Where one-third of millennials get the money for a down payment
It’s no secret that the housing market is competitive, especially in big metropolitan areas. Winning a bidding war for the home you want can mean making a bid above the asking price, too.
Where do young, millennial homeowners find the money for a down payment? According to a recent Bank of the West survey of more than 600 adults ages 21-34, one-third of homeowners either withdrew from or took a loan against their retirement savings. The study also found that one in five millennials plan to do the same when they buy their first home.
Borrowing or withdrawing money from your IRA or 401(k) is allowed, but it’s not the wisest choice because the reduction in retirement savings isn’t the easiest thing to make up.

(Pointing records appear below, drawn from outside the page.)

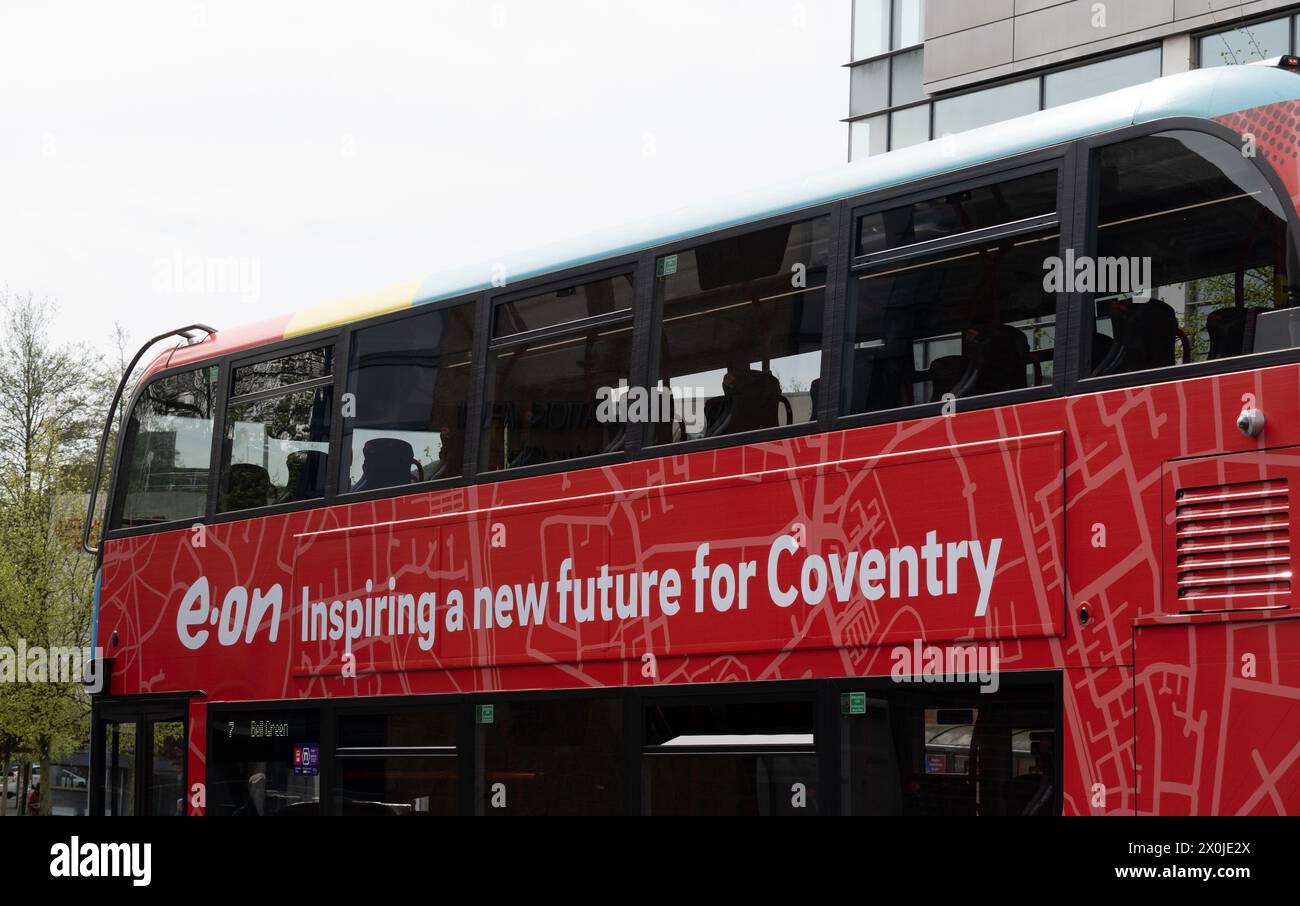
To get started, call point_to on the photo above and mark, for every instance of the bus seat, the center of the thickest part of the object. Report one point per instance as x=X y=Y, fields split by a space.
x=1231 y=332
x=1144 y=337
x=945 y=373
x=996 y=356
x=306 y=475
x=247 y=485
x=386 y=463
x=883 y=376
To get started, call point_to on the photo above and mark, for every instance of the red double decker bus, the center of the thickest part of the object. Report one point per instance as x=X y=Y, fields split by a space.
x=954 y=481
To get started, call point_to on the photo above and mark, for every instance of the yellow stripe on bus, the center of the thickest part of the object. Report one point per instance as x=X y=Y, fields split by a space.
x=352 y=308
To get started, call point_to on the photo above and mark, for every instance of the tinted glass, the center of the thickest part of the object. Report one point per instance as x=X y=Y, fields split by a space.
x=282 y=372
x=544 y=398
x=553 y=758
x=905 y=86
x=740 y=345
x=1248 y=43
x=252 y=770
x=410 y=386
x=979 y=108
x=909 y=126
x=277 y=449
x=572 y=303
x=908 y=18
x=958 y=212
x=715 y=758
x=869 y=87
x=168 y=451
x=953 y=753
x=962 y=323
x=1099 y=78
x=1192 y=256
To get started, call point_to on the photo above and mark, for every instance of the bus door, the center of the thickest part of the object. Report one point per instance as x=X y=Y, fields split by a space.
x=138 y=753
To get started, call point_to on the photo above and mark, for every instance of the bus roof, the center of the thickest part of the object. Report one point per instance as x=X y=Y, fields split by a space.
x=1203 y=92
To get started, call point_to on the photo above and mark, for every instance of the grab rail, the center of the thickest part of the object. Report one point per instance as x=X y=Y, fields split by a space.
x=187 y=333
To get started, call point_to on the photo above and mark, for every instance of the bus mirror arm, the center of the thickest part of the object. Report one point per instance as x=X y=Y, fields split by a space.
x=187 y=333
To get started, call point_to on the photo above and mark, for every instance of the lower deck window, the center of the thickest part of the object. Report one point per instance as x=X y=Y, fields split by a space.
x=256 y=766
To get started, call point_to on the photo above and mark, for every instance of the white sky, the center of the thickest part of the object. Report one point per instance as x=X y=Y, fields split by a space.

Here are the rules. According to federal law, a first-time homebuyer can take up to $10,000 out of a Roth IRA without penalty, if he or she is under 59 and a half years old and has had the account for at least five years. There are no additional fees, because the owner of the account has already paid taxes on the funds.

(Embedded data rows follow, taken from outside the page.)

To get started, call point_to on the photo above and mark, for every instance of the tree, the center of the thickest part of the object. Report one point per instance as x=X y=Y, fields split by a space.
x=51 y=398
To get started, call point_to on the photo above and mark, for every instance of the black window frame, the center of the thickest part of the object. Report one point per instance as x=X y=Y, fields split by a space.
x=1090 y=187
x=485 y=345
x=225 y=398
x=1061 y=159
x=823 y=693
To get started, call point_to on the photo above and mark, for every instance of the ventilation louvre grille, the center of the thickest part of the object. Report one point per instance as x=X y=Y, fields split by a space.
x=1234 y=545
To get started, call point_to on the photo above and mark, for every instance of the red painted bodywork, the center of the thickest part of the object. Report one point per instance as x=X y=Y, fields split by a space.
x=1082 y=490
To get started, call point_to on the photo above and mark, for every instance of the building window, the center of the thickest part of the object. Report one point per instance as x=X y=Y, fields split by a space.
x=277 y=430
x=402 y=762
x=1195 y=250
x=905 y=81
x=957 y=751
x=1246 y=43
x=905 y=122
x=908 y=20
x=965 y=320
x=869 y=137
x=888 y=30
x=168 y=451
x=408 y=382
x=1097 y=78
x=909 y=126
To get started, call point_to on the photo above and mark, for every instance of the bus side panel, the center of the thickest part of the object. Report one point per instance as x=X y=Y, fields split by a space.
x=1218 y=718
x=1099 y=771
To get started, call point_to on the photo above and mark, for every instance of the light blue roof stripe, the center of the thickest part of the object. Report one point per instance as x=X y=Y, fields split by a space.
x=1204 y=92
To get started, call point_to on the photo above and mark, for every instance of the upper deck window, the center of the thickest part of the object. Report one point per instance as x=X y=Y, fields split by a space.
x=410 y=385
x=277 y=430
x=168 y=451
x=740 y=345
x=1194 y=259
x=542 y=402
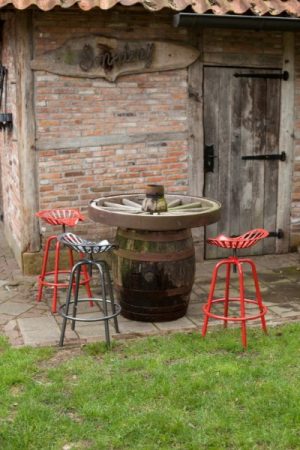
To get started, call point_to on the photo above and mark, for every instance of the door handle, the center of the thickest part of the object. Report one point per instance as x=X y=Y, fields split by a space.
x=209 y=156
x=280 y=157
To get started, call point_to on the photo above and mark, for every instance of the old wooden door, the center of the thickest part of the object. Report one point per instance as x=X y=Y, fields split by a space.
x=241 y=122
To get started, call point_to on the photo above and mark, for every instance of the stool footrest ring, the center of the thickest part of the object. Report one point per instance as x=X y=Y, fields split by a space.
x=44 y=282
x=91 y=319
x=235 y=319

A first-time buyer who has had a Roth IRA for less than five years can still take up to $10,000 out of the account, but has to pay income taxes on the withdrawal.
With a 401(k), it’s advisable to borrow from the account, instead of withdrawing from it. You can take out up to 50 percent of the total amount in your account or $50,000, whichever is less. A loan means you don’t have to pay income taxes on the money and there is no withdrawal penalty, unless you don’t pay back the loan on time.
The issue here is that you likely have to keep your job to maintain the terms of the loan. If you leave your company, you generally have to pay the loan back within 60 days.
It’s important to think carefully before you dip into your retirement savings to buy a house and end up in over your head.